Touting several success stories over the years, including former NFL player Mike Cox, many of SCORE Boston student-athletes are contributors to a host of the most prestigious prep schools and hockey programs in the country. Connecting academics and athletics to the O’Ree Invitational experience, SCORE Boston and Snider Hockey Youth student-athletes toured Boston College and watched the men’s hockey team take on the University of New Hampshire.

"These boys and girls are the age that they can set goals for themselves and they can be anybody they want to be and there's no limitation," said O’Ree, who also serves as the NHL’s Director of Youth Development.

"I obviously tell them to set goals for yourselves.”

Born in the city of Fredericton, the capital of New Brunswick province in eastern Canada, William Eldon O’Ree was left blind in his right eye due to being hit by an errant puck.

“Uncle Willie's determination resonated with me when I first heard his story. I laughed a little because I can't fully see clearly out of my left eye,” said Snider Youth Hockey Alum, Kashiem Jones.

“Having sight in only one eye forced me to focus and approach the game from a different perspective, physically and psychologically,” said Jones, known for “one of the best snap shots” during his time with Snider.

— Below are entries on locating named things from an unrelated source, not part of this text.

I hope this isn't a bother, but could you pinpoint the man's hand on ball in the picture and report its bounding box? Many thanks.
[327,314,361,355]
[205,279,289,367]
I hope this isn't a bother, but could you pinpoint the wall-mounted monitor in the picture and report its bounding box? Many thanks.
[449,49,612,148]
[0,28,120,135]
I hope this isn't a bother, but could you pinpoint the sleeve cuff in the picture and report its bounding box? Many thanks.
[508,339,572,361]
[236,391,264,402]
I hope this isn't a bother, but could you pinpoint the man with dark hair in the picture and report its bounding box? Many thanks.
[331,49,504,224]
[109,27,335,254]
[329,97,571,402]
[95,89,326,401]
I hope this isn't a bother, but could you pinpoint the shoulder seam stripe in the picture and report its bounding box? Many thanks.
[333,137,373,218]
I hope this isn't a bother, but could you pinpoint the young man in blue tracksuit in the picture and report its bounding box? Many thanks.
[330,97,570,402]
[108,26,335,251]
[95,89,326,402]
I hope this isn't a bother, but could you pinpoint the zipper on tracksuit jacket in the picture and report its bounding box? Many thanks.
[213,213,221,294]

“My life was enriched for having played hockey. Mr. O’Ree was not only a role model on the ice, but as a humanitarian for his commitment to creating life transforming opportunities through a non-traditional sport for youth growing up in the city like I did,” said Jones.

Managing to keep the injury secret, O’Ree went on to make his historical NHL debut, appearing in a few games going on to score four goals and 10 assists in his NHL career, all in 1961.

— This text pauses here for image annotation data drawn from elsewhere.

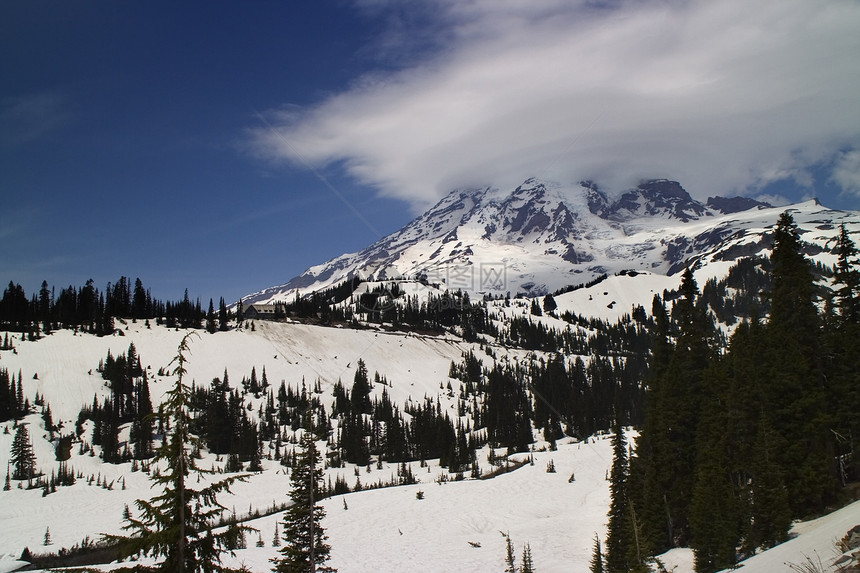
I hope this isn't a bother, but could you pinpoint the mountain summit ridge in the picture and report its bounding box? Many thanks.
[243,178,838,304]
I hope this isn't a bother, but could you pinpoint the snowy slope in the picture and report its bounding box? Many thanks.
[244,179,860,304]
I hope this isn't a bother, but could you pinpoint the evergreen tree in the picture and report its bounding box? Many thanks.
[520,543,535,573]
[764,212,838,517]
[606,415,636,573]
[589,533,603,573]
[833,223,860,324]
[690,367,740,573]
[505,533,517,573]
[206,298,218,334]
[9,424,36,480]
[218,296,230,332]
[350,358,373,414]
[104,334,249,573]
[272,430,336,573]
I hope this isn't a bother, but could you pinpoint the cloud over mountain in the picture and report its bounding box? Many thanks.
[252,0,860,209]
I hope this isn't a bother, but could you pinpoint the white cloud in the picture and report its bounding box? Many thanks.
[831,149,860,196]
[252,0,860,208]
[0,92,70,147]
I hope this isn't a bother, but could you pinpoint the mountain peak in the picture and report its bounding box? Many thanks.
[240,178,840,303]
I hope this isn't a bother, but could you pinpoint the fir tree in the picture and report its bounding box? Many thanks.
[690,368,740,573]
[606,415,634,573]
[833,223,860,324]
[589,533,604,573]
[765,212,838,517]
[104,334,249,573]
[272,430,335,573]
[10,424,36,480]
[505,533,517,573]
[520,543,535,573]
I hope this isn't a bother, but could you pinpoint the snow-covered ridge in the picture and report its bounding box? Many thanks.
[243,179,860,305]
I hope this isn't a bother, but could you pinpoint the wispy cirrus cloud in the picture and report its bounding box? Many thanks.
[0,92,71,147]
[251,0,860,209]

Currently a California resident, O’Ree won two scoring titles in the Western Hockey League having played with several teams including the Los Angeles Blades, San Diego Gulls, Quebec Aces and the American Hockey League's New Haven Nighthawks and Springfield Indians.

"Everybody knows he was the first black hockey player and what he stands for,” Nashville Predators’ P.K. Subban said, revering O’Ree “as one of the great human beings to come to the NHL in league history.”

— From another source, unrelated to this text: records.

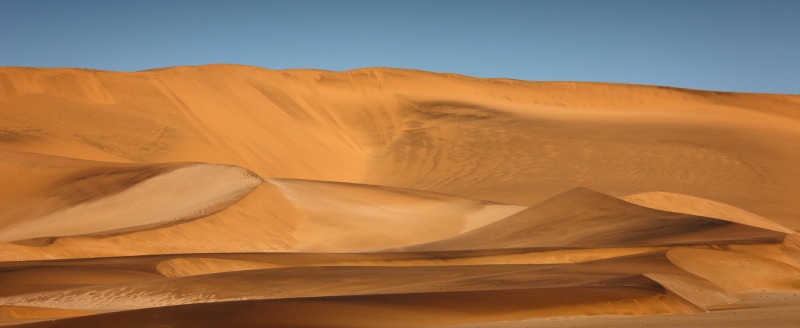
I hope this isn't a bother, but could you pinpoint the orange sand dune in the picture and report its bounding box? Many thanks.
[406,188,785,251]
[0,65,800,327]
[0,65,800,229]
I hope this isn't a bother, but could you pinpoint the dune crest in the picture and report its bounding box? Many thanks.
[406,188,785,251]
[0,65,800,328]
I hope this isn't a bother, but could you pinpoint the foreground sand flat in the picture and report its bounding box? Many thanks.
[0,65,800,327]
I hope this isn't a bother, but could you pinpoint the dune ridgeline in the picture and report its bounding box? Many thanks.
[0,65,800,327]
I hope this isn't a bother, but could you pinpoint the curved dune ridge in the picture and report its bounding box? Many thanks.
[0,65,800,327]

Enshrined in The Sports Museum and a recipient of the Order of Canada Diamond Jubilee Medal, the highest civilian award for a Canadian citizen for his work as a pioneer and dedicated youth mentor of hockey, O’Ree has been recognized for his achievements.

San Jose Sharks forward Joel Ward believes the NHL should retire O'Ree's No. 22, much like Major League Baseball did with Jackie Robinson's No. 42.

"I definitely think Willie should be recognized for sure," Ward told ESPN's Joe McDonald last year.

“It's a no-brainer. Without Willie, it would be tough for me to be sitting here today."

O'Ree will be honored this week with a rink dedication in his name and unveiling of a mural supported by Boston Mayor Marty Walsh, NHL Commissioner Gary Bettman, and Bruins CEO Charlie Jacobs. Fredericton’s Mayor Mike O’Brien and City Council will host a free skate at Willie O’Ree Place as part of several festivities acknowledging the native son’s historic accomplishment.